Regeerakkoord kabinet-Rutte III
Het regeerakkoord van het kabinet Rutte bevat diverse fiscale voorstellen,12 die deels al met ingang van 1 januari 2018 in wetgeving zijn omgezet, en deels maatschappelijk nogal omstreden zijn. Politiek het meest controversieel is het voornemen van het nieuwe kabinet om de dividendbelasting af te schaffen.3 Op woensdag 15 november 2017 heeft minister-president Rutte het voorstel om de dividendbelasting af te schaffen in de Tweede Kamer tijdens een debat verdedigd. Het voorlopige resultaat is dat de regering vasthoudt aan het plan om de dividendbelasting af te schaffen.

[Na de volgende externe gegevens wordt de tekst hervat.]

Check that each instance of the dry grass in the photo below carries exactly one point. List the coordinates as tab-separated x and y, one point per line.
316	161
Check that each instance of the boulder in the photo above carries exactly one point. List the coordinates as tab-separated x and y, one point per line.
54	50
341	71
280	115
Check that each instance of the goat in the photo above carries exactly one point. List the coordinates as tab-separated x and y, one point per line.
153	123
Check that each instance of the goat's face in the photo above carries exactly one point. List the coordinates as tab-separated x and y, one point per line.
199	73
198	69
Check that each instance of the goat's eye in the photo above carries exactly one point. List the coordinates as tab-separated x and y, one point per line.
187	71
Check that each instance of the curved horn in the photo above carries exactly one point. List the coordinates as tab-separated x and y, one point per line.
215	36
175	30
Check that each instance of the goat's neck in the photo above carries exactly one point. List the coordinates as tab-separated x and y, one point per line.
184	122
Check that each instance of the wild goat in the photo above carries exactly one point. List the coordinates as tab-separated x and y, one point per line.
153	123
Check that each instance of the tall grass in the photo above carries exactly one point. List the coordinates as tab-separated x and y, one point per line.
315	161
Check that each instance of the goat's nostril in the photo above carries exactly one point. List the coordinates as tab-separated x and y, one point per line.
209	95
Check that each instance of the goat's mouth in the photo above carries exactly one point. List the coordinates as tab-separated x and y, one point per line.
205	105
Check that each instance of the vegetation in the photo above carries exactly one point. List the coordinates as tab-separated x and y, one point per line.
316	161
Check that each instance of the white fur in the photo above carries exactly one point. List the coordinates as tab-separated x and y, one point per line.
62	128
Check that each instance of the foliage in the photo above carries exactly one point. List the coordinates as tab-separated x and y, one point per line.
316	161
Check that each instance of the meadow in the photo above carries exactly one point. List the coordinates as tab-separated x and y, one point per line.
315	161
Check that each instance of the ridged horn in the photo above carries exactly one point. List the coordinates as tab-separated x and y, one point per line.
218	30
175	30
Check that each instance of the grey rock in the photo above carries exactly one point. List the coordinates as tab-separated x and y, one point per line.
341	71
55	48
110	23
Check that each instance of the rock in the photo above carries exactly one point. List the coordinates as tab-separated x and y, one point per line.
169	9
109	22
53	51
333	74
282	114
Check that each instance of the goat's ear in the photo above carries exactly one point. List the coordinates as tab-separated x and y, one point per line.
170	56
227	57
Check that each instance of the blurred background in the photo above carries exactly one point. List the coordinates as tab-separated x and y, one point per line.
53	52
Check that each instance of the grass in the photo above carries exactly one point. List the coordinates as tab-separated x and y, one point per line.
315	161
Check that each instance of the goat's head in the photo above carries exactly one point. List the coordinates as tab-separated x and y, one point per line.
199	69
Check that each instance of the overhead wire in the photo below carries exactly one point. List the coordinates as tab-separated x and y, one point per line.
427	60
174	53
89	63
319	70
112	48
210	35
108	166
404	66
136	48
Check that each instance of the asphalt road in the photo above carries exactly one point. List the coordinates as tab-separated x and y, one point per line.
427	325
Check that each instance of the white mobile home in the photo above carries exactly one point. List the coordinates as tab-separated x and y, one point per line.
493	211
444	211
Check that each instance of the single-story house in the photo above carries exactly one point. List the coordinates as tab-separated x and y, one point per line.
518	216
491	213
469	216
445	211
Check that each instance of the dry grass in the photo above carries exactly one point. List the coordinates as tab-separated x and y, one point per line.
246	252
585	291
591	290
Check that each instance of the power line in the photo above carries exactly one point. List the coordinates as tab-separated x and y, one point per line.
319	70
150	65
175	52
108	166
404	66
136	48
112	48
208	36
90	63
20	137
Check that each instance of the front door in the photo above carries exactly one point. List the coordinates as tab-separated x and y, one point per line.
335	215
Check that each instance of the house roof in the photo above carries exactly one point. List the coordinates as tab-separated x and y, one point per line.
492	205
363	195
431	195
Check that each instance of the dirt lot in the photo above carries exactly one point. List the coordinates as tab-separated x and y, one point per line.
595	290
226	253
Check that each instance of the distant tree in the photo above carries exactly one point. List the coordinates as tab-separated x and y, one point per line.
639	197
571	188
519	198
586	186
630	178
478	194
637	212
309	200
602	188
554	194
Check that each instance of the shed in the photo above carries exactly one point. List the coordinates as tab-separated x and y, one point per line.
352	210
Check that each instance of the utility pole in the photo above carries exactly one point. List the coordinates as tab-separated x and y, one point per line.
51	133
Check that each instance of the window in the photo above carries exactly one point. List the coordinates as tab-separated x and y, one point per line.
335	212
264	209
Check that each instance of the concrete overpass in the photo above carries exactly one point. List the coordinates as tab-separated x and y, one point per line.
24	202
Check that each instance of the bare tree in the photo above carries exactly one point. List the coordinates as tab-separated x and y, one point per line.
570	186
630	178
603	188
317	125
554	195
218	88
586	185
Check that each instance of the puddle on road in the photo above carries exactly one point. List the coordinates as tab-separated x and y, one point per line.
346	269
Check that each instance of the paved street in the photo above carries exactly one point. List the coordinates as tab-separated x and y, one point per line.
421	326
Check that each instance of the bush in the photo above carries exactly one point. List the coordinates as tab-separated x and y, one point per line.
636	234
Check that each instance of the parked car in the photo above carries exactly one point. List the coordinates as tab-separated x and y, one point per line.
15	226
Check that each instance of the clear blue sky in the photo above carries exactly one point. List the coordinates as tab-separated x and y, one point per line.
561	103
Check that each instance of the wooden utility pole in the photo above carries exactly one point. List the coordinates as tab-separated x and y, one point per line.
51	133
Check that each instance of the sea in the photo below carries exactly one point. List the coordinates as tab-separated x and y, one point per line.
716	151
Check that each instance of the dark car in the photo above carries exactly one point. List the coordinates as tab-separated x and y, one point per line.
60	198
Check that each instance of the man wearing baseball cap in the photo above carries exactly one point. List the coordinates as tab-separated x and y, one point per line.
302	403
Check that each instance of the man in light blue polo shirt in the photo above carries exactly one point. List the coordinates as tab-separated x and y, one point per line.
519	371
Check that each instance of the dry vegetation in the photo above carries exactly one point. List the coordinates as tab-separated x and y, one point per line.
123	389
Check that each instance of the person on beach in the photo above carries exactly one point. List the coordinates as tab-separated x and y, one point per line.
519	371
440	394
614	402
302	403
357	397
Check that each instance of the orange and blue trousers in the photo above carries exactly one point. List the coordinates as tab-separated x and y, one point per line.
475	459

Wat dit laatste betreft, op donderdag 14 december 2017 vond er nog een hoorzitting in de Tweede Kamer plaats omtrent het voornemen van het kabinet om de dividendbelasting af te schaffen. Daarbij ging het om de vraag of multinationale ondernemingen zoals Shell en Unilever het kabinet onder druk hadden gezet om tot een afschaffing van de dividendbelasting te komen. Dit werd door betrokkenen uiteraard ontkend. Het voorstel tot afschaffing lijkt politiek gezien overigens nog lang geen gelopen race. Bij een budgettair belang van € 1,4 miljard per jaar gaat het toch om een substantieel bedrag. Daarnaast blijft het de vraag wat het Nederland nu precies oplevert, behalve het gegeven dat het een subsidie aan het buitenland is.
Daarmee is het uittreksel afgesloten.